A typical day for me:
Wake up at 7:30 am, take a cold shower get dressed walk to the “corner store” and buy half a baguette and a tea bag. Come back home boil water for my tea and put chocolate spread on my bread. I say good morning to my brother before he goes to school and to my dad on the way out the door. By 8:15 I start walking to school. During my 25 min walk to school every morning I always talk to one of the guards on a street near my house whose name is Mufassa and a women who is always sweeping the sidewalk outside of her house who I think gets a kick out of me speaking to her in Wolof. By the time I come on campus for my 9 o’clock class my back is always wet from the sweat I worked up from carrying my backpack in the Senegalese heat. (Embarrassing)
I have classes from 9-2:30 then most days for lunch me and my friends go to this “restaurant” close to the school where two women work and serve Mafe (my favorite!!) Ceebu Jen and this other dish with onion sauce and rice. I put restaurant in quotes because it really is just a little one room building with a sectioned off kitchen (which consist of two burners and a sink). A plate is 700 CFA which is roughly $1.50, and it is really filling although it has given some of my friends stomach aches. Or if we don’t go there Ill pick something up on campus. Although a girl told me last year someone got worms from eating there we still risk it, I always get the omelet sandwich, consisting of egg, lettuce, french fries, ketchup, and hot peppers on a baguette all for 500 CFA (sounds weird but taste sooo good).

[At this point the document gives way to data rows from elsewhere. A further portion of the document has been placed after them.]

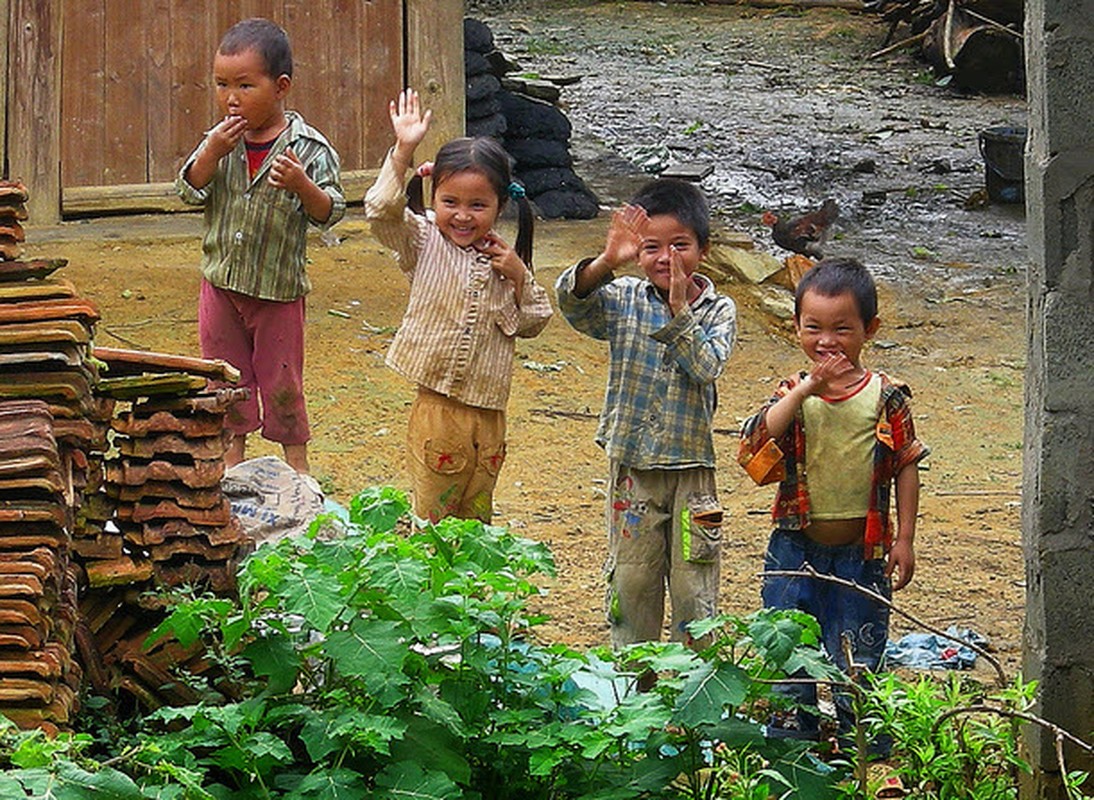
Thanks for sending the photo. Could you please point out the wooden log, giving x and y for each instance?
(200, 475)
(434, 38)
(118, 571)
(849, 4)
(150, 447)
(34, 105)
(135, 362)
(162, 198)
(193, 427)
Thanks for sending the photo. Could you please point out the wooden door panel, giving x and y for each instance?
(137, 89)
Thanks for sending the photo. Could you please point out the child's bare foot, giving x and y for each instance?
(295, 455)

After lunch back to school where I have classes until 6:30 most days and after class I hang out on campus for a little bit take a taxi back to Sacre-Coeur trios where I live and talk to my family and do homework. I normally have dinner around 10pm , which we eat in front of the TV, most of the time we watch the news, soccer games, or wrestling matches (the national sport of Senegal). Then I finish up my homework and go to bed. I only have classes on Monday through Thursday so on Fridays I typically go so where with some friends, like to the beach, centre ville to buy stuff, or to someone’s house.
Thursday, February 25, 2010
Monday, February 15, 2010
Tubaab Dialaw
This weekend the CIEE program took the students to a "resort" called Touba Dialaow. Before I tell you how awesome it was, let me explain the name of this place. In Wolof, Toubaab means foreigner or white person and Dialaw comes from the word that means to keep coming, so loosely this resort, right on the coast of Dakar, is called the "White people keep coming". Just from the name I'm sure you can tell that this place was really nice or atleast very touristy. I went wave surfing with some friends on the beach, climbed a huge rock where I sat and thought about life while glazing out into the ocean,collected tons of cool looking shells, and lounged around all weekend. This was a real treat, a little get away from the hustle and bustle of the city life in Dakar. The program also paid for us to take a dance, drumming, or batiking class while we were there and I chose to batik. To batik, you make designs on your fabric with pencil (we started with a white cloth) then use a paint brush that you dip in wax and outline your design. The cloth is then dyed the color of your choice. After the first dying, you then color in with wax the parts of your cloth you want to stay this color (everything else will become the color that you dye with next) The cloth is dyed again and the final product is complete and your left with a two colored cloth decorated in the designs that you have drawn. It was a lot of fun, even with my limited artistic skills. (they had stencils that we could use so mine didnt come out too bad hahaha)
On Saturday night the people who took the dance class and the instructors put on a performance and then started a big circle where any one could come and learn dance moves. The dancing is full of energy with lots of kicks, flips and hip action. It definitely is a work out but still a lot of fun, I would love to be able to come back home and show off some of these moves.
The Friday before we left for Tubaab Dialaw, me a few other people from the program went to a dance performance at the Francaise Institute downtown. The performance showcased, modern, contemporary, and traditional Senegalese dance. Of course I loved the modern dance pieces the dancers were soo strong and their moves were so precise it was incredible watching what they could do. Although we weren't suppose to take any pictures, I did take a few (shhhh dont tell anyone) so hopefully you guys will be seeing them soon.
Sidenote: I just found out this week that my mom was a second wife, which can explain why they don't share a room and I see him mostly at night. Having more than one wife is very common here in Dakar and especially where I live in Sacre-Coeur (some one told me jokingly it was neighborhood of second wives).